Continua repercutindo favoravelmente no meio empresarial a fala do ministro-chefe da Casa Civil, Rui Costa, de que as empresas brasileiras devem formar consórcios para atuar nas obras do novo Programa de Aceleração de Investimentos (PAC).

“As empresas, isoladamente, não têm tido capacidade de disputar grandes obras. O movimento que elas fizeram, e é um movimento acertado, é que têm formado consórcios para disputar grandes obras nos estados e mesmo obras federais, seja através de uma concessão ou PPP [parcerias público-privadas], seja de uma licitação direta. É o que acredito que acontecerá no PAC, a formação de consórcios de duas ou mais empresas para disputar as licitações.
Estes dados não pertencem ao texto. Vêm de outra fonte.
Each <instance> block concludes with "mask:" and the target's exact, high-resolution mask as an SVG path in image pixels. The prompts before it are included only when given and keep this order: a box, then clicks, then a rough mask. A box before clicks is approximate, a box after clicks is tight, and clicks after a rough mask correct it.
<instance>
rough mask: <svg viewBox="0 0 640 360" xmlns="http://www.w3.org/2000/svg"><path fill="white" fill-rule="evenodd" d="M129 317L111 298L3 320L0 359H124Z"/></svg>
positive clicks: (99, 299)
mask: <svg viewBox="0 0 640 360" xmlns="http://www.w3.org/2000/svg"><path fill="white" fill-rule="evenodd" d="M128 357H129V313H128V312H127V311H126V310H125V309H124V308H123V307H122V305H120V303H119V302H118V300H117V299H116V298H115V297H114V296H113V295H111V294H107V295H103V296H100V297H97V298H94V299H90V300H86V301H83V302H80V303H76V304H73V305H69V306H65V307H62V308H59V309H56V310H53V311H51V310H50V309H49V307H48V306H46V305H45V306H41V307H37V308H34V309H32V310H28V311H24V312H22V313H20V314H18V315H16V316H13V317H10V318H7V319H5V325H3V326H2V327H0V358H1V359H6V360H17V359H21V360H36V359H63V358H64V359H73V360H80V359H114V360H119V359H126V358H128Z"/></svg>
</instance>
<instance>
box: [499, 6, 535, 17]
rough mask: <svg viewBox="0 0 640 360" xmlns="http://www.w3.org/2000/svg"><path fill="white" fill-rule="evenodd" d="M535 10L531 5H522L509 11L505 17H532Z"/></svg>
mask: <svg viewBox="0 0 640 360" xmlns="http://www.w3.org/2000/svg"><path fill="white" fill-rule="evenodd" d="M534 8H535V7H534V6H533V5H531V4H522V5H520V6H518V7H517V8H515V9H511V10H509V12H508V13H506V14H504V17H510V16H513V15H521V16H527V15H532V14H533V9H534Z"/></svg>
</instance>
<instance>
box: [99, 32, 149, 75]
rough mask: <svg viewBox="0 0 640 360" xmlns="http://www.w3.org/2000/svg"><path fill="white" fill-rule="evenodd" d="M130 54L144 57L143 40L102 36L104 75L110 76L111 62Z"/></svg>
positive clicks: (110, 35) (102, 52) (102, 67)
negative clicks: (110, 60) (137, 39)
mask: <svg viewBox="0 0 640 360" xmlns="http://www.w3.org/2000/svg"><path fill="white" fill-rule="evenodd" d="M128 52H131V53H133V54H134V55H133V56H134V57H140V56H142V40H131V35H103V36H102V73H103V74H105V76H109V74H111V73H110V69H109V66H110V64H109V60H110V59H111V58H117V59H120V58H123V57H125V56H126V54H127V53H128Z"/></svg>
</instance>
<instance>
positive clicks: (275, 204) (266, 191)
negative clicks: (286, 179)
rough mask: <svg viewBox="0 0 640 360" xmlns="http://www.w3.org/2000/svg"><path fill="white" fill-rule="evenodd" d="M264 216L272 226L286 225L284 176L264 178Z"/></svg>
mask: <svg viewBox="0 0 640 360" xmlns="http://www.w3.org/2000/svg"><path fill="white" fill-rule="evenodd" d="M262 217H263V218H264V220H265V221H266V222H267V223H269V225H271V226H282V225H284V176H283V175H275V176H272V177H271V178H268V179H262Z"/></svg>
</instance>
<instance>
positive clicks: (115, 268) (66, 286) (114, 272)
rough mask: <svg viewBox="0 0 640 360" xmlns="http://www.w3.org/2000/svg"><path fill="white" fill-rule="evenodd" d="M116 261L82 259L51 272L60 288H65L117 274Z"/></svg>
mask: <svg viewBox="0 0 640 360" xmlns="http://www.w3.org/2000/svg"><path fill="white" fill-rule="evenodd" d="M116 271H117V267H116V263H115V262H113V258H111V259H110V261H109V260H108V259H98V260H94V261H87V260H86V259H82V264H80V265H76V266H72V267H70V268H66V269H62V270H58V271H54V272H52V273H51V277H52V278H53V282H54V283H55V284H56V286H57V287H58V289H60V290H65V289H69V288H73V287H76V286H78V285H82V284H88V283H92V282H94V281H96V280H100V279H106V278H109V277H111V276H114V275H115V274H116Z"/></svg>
Isso já está ocorrendo e vai se intensificar”, disse Costa.

De acordo com o ministro, no primeiro ciclo do novo PAC, deve ser formado um grande número de consórcios para as obras do programa. O segundo ciclo será de licitações, em que muitas das empresas retomam sua musculatura financeira ou a credibilidade no mercado para contrair empréstimos e sustentar as obras sozinhas. “Acredito que teremos uma primeira etapa de reabilitação dessas empresas e uma segunda etapa que, uma vez reabilitadas, elas disputarão sozinhas”, completou.

Costa disse que o novo PAC se diferencia das duas edições anteriores por promover, induzir e apoiar as PPPs. Segundo o ministro, as opções prioritárias dos projetos serão concessões e PPPs “para que os recursos do Orçamento da União sobrem para projetos que não tenham viabilidade para PPP ou concessão, mas que são extremamente importantes para a população”.

Do total de recursos para o novo PAC, R$ 371 bilhões virão do Orçamento Geral da União. O setor privado entrará com R$ 612 bilhões, e as empresas estatais vão aportar R$ 343 bilhões, especialmente a Petrobras. Mais R$ 362 bilhões virão de financiamentos. A previsão é que R$ 1,4 trilhão sejam aplicados até 2026 e o restante após essa data.